L’ENEA (Agenzia nazionale per le nuove tecnologie, l’energia e lo sviluppo economico sostenibile) e l’azienda SEKO (un innovatore globale diventato leader mondiale in un settore strategico per il futuro del nostro pianeta come il trattamento dell’acqua) hanno sviluppato un inedito sistema di pompaggio ad alta pressione per impianti di dissalazione dell’acqua a osmosi inversa, con recupero energetico integrato.

Il prototipo, realizzato grazie a un finanziamento POC (Programmi Operativi Complementari del Ministero del lavoro e delle politiche sociali), ha costi contenuti, è di facile sviluppo industriale ed è pensato per comunità di modeste dimensioni, isole e piccole e medie imprese. La tecnologia fin qui realizzata, ulteriormente messa a punto e testata da SEKO presso lo stabilimento di S. Rufina in provincia di Rieti, grazie alla sua facile scalabilità, potrà assumere le diverse dimensioni richieste dal mercato.

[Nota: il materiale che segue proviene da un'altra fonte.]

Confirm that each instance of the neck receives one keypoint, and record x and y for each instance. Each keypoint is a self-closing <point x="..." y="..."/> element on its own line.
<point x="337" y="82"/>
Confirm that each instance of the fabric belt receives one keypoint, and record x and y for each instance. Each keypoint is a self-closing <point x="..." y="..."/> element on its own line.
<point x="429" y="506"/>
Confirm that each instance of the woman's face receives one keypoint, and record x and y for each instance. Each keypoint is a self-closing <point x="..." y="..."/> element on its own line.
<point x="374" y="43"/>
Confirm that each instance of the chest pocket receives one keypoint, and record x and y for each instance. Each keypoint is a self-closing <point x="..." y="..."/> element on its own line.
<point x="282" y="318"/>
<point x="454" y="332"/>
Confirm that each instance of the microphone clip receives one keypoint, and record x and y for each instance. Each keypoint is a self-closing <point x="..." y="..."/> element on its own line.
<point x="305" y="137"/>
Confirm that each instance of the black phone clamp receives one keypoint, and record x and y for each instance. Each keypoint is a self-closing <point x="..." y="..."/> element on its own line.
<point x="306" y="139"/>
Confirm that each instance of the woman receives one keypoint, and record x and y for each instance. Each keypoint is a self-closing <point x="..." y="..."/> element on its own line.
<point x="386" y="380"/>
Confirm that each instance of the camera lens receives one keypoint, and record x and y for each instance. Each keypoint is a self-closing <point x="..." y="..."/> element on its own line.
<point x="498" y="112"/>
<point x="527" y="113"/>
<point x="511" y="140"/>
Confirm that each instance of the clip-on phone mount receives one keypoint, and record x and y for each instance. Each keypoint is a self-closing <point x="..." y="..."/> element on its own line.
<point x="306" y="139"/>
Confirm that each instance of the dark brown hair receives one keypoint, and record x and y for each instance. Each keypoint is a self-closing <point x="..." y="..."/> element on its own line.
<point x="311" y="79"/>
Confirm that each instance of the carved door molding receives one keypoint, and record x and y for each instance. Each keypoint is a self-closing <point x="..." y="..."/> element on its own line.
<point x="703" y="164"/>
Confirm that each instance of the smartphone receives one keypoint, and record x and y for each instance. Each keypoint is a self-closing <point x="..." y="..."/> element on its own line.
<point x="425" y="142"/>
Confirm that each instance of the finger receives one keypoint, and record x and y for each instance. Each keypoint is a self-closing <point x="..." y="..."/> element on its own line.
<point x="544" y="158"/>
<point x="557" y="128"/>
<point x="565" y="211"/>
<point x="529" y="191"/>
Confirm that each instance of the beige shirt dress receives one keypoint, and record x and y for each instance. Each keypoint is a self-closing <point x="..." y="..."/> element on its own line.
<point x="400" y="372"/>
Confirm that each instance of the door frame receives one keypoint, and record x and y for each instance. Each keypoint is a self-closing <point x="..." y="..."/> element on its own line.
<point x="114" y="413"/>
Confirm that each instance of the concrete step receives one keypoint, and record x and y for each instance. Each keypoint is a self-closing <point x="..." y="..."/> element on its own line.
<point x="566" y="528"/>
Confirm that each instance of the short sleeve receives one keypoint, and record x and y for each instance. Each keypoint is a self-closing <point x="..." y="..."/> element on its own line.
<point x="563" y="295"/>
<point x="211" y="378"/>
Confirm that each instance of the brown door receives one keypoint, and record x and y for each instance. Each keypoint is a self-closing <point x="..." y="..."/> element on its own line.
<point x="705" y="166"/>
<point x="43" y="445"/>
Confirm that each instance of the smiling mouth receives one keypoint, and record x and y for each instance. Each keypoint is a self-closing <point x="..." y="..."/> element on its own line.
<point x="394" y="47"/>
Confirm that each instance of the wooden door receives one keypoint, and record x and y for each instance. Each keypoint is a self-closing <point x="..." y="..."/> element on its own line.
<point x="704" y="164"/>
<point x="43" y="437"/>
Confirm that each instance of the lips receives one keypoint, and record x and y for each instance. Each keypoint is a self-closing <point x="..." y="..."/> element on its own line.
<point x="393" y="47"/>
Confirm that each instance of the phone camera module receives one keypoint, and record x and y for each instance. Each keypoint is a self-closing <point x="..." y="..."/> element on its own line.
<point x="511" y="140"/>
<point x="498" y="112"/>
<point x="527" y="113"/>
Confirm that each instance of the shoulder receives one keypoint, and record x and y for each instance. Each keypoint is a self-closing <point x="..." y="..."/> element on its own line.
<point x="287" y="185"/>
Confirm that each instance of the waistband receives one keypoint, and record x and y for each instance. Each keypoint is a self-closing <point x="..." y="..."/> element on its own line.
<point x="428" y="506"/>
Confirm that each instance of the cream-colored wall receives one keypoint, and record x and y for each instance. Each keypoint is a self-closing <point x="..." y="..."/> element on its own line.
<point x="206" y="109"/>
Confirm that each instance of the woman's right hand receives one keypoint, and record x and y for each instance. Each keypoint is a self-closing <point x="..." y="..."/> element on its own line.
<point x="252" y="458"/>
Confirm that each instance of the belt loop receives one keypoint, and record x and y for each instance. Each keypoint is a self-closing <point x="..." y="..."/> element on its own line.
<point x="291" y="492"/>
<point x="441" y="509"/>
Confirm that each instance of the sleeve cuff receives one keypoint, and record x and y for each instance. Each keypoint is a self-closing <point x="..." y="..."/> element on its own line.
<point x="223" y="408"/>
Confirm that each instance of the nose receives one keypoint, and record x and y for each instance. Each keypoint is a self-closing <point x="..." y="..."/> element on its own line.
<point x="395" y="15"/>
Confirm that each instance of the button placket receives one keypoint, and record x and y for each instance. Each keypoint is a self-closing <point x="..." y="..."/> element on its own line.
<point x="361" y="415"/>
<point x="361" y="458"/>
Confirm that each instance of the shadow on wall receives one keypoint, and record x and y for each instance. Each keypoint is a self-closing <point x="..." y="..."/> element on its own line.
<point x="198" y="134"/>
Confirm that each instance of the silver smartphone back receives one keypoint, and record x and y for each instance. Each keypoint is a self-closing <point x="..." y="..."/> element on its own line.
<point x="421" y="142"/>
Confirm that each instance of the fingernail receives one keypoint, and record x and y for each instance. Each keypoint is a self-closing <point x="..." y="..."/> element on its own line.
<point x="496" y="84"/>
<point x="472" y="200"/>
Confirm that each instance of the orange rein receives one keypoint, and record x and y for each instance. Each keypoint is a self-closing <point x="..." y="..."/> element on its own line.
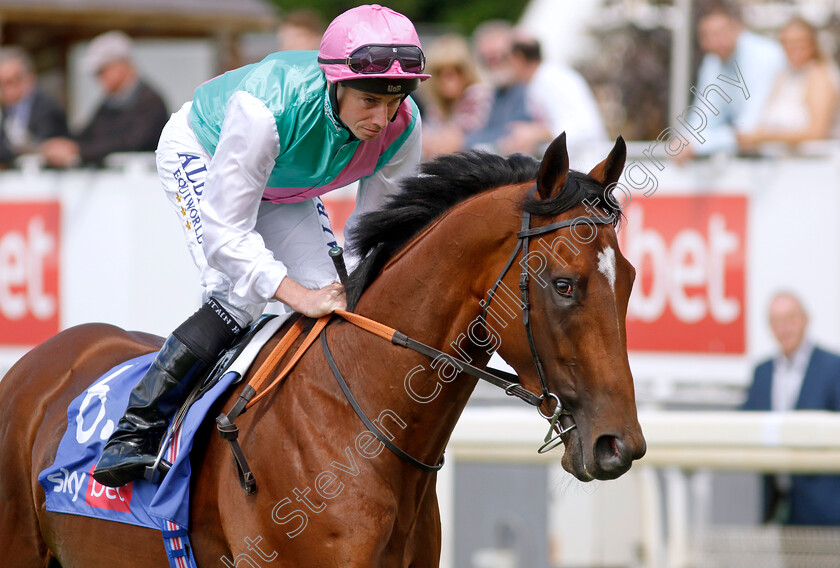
<point x="292" y="335"/>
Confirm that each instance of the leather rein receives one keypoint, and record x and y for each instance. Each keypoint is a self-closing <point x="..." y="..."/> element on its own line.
<point x="509" y="382"/>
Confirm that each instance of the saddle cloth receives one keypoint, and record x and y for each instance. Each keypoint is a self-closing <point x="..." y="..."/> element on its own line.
<point x="92" y="417"/>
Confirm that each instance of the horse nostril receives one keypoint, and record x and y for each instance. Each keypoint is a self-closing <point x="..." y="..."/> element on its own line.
<point x="611" y="454"/>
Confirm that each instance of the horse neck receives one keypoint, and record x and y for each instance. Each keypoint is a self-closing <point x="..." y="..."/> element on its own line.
<point x="431" y="291"/>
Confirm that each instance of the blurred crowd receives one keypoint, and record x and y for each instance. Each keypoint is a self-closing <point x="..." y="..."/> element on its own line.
<point x="494" y="90"/>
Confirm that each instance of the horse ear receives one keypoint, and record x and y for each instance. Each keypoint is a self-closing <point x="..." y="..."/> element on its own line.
<point x="608" y="171"/>
<point x="554" y="168"/>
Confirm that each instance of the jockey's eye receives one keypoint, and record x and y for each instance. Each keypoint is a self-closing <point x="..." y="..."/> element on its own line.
<point x="563" y="286"/>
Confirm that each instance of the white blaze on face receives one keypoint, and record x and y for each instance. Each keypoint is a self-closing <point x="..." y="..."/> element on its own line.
<point x="606" y="265"/>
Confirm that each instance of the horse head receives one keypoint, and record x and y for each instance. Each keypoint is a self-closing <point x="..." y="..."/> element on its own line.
<point x="577" y="286"/>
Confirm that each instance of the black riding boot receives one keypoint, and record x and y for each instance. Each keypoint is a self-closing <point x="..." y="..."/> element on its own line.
<point x="184" y="359"/>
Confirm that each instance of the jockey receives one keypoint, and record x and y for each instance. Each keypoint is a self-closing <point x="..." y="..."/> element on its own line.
<point x="244" y="164"/>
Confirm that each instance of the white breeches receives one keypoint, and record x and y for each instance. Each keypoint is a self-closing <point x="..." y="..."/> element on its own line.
<point x="298" y="234"/>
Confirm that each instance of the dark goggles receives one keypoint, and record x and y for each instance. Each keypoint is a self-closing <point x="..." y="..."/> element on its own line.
<point x="371" y="59"/>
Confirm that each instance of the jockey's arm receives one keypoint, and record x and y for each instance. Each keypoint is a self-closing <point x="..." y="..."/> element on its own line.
<point x="236" y="179"/>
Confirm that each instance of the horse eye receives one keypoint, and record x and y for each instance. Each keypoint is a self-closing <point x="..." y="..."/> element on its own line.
<point x="564" y="287"/>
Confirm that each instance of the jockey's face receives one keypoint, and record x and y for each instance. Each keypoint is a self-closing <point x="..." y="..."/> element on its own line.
<point x="366" y="114"/>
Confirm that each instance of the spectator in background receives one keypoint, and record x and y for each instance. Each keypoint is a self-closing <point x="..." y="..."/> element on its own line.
<point x="731" y="50"/>
<point x="558" y="98"/>
<point x="300" y="30"/>
<point x="801" y="377"/>
<point x="803" y="103"/>
<point x="130" y="117"/>
<point x="457" y="101"/>
<point x="28" y="116"/>
<point x="493" y="42"/>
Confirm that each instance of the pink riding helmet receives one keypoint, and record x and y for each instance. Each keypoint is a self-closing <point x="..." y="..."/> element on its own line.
<point x="366" y="25"/>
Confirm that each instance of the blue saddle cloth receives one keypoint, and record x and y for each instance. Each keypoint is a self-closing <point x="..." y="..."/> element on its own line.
<point x="91" y="418"/>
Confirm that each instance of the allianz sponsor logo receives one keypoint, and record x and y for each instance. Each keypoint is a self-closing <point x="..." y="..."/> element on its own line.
<point x="190" y="180"/>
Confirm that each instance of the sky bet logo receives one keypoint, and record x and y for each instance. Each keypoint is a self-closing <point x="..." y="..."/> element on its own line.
<point x="113" y="498"/>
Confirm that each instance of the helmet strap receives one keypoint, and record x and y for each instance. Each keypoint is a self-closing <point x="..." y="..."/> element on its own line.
<point x="332" y="92"/>
<point x="393" y="118"/>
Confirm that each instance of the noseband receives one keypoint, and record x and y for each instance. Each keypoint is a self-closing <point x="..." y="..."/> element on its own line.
<point x="524" y="236"/>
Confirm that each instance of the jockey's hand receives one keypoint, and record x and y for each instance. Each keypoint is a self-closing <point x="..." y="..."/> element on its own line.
<point x="312" y="303"/>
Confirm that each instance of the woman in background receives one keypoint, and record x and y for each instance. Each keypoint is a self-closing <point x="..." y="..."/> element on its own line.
<point x="803" y="103"/>
<point x="456" y="101"/>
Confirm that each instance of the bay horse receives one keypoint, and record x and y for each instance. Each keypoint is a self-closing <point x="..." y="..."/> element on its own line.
<point x="435" y="268"/>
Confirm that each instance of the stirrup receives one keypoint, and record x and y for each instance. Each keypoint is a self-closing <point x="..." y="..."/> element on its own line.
<point x="156" y="472"/>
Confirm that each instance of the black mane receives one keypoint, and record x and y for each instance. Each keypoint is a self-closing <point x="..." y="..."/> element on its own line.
<point x="442" y="184"/>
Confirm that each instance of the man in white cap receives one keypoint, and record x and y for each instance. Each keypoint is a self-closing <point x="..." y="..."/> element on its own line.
<point x="130" y="117"/>
<point x="28" y="115"/>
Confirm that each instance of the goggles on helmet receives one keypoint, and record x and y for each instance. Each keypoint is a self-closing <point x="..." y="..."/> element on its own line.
<point x="378" y="58"/>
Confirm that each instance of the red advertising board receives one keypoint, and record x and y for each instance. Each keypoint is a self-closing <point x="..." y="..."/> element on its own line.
<point x="29" y="272"/>
<point x="690" y="256"/>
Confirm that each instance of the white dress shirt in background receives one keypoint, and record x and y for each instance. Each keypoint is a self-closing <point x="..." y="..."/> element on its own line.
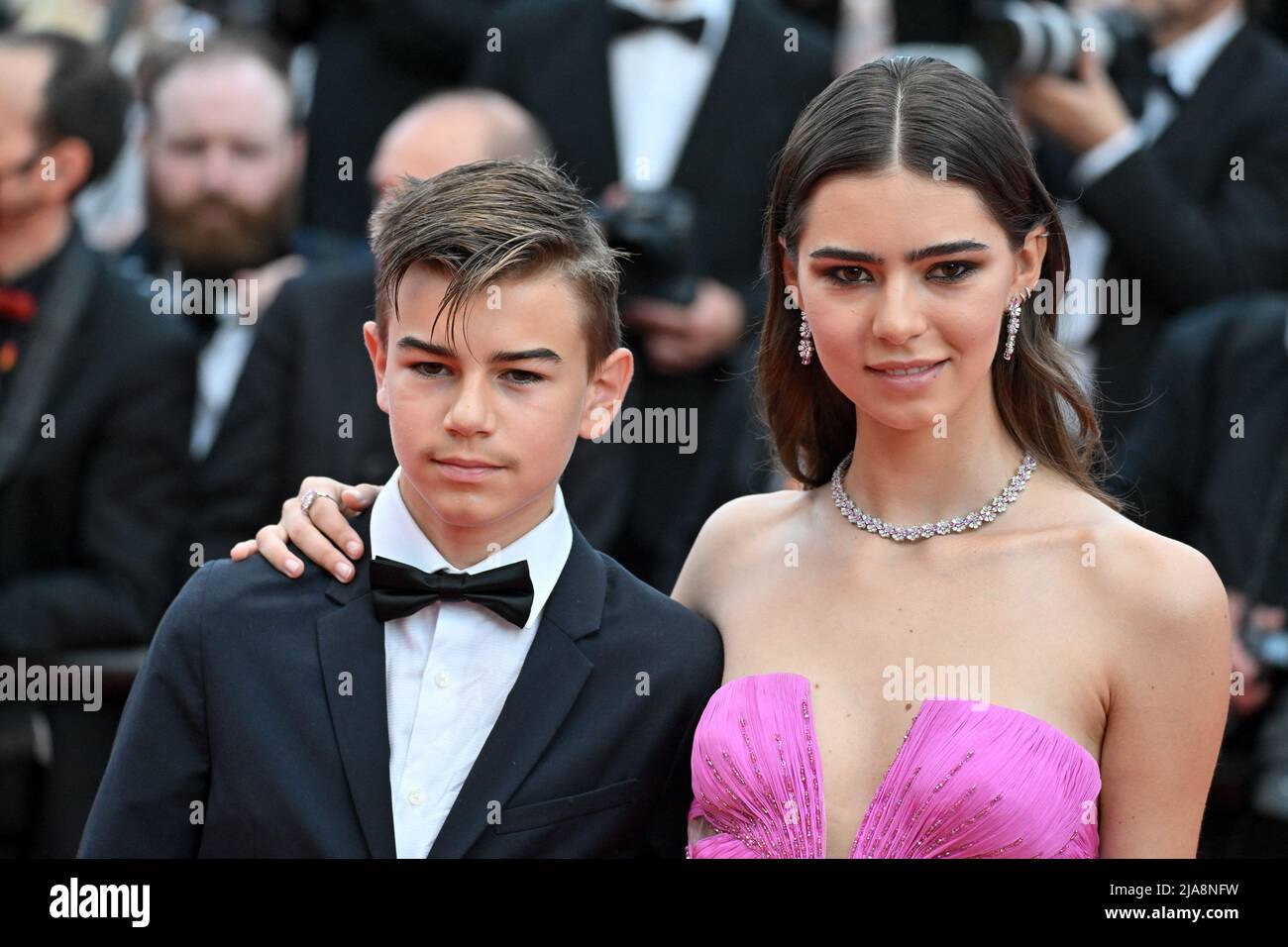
<point x="450" y="668"/>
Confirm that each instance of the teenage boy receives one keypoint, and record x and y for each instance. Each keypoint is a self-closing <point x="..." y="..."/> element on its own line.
<point x="488" y="684"/>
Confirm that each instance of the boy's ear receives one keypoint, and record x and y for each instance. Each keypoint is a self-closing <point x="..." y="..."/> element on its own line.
<point x="606" y="390"/>
<point x="376" y="350"/>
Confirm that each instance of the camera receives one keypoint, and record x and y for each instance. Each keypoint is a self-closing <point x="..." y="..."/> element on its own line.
<point x="656" y="228"/>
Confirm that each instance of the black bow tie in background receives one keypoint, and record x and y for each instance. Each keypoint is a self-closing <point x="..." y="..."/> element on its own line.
<point x="1162" y="80"/>
<point x="399" y="589"/>
<point x="623" y="21"/>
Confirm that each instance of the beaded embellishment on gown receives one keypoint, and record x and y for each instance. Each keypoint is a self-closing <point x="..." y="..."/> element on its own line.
<point x="965" y="784"/>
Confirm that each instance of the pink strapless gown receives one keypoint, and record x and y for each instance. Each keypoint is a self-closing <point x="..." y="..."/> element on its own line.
<point x="965" y="784"/>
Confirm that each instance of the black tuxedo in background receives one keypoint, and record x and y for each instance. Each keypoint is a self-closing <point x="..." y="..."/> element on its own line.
<point x="239" y="706"/>
<point x="554" y="60"/>
<point x="305" y="369"/>
<point x="1181" y="226"/>
<point x="1196" y="480"/>
<point x="91" y="545"/>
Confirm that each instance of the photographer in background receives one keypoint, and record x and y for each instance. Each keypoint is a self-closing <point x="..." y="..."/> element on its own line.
<point x="669" y="114"/>
<point x="95" y="406"/>
<point x="1185" y="193"/>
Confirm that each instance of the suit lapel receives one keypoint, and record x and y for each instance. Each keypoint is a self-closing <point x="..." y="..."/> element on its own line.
<point x="38" y="369"/>
<point x="1190" y="132"/>
<point x="352" y="642"/>
<point x="553" y="676"/>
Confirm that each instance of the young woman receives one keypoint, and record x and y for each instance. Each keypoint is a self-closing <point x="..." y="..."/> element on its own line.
<point x="951" y="528"/>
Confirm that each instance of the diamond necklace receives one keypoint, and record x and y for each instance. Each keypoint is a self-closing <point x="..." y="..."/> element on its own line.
<point x="971" y="521"/>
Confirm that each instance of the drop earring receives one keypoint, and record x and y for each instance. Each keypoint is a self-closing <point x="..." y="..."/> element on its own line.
<point x="806" y="344"/>
<point x="1014" y="325"/>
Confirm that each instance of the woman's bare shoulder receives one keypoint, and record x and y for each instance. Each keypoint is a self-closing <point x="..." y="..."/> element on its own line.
<point x="719" y="554"/>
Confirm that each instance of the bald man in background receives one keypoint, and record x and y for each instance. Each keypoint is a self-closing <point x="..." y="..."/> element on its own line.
<point x="305" y="402"/>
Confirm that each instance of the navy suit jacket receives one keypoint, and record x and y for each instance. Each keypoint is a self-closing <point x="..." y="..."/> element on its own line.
<point x="240" y="737"/>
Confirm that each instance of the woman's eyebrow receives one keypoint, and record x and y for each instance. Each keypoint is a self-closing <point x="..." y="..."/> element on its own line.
<point x="953" y="247"/>
<point x="411" y="342"/>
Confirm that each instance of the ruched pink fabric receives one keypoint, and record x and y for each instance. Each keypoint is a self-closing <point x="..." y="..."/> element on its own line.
<point x="993" y="783"/>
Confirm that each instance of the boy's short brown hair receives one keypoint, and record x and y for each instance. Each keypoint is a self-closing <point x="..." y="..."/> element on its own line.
<point x="489" y="221"/>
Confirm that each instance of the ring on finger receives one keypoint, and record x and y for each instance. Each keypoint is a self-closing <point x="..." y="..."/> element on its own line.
<point x="307" y="500"/>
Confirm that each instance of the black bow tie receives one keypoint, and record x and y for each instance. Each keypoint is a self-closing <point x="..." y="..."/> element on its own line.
<point x="399" y="589"/>
<point x="1162" y="81"/>
<point x="623" y="21"/>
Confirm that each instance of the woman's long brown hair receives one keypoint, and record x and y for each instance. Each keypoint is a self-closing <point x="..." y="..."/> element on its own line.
<point x="921" y="114"/>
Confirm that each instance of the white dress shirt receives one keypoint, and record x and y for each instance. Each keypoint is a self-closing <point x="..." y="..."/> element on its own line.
<point x="657" y="81"/>
<point x="450" y="668"/>
<point x="1185" y="62"/>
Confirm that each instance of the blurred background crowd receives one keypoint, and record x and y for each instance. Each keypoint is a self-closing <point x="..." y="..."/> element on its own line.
<point x="145" y="141"/>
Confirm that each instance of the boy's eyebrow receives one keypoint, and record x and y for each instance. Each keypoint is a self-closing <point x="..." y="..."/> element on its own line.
<point x="410" y="342"/>
<point x="953" y="247"/>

La tecnologia sviluppata consiste nell’utilizzare componentistica di ampia diffusione, a basso costo e integrabile anche in impianti di piccola e media taglia (50-600 litri all’ora) a differenza di quelli per dimensioni medio-grandi (superiori a 2.000 litri/h) già disponibili sul mercato, e molto costosi.

Il processo di osmosi inversa rappresenta attualmente l’approccio più diffuso a livello globale per la potabilizzazione dell’acqua di mare. Da qui la necessità di integrare gli impianti di dissalazione a osmosi inversa con dispositivi come quello di ENEA-SEKO, in grado di recuperare l’energia dal retentato (la frazione liquida in cui si concentrano i costituenti rimossi), per riutilizzarla nello stesso processo con conseguenti risparmi sui costi energetici, come sottolineano i ricercatori del team di progetto. “L’insieme di costi contenuti, efficienza, facile scalabilità e durata in esercizio permetterà di soddisfare la domanda di nuovi utenti, in un’ottica di sostenibilità ambientale e di uso efficiente delle risorse energetiche e idriche”, concludono le due aziende partner.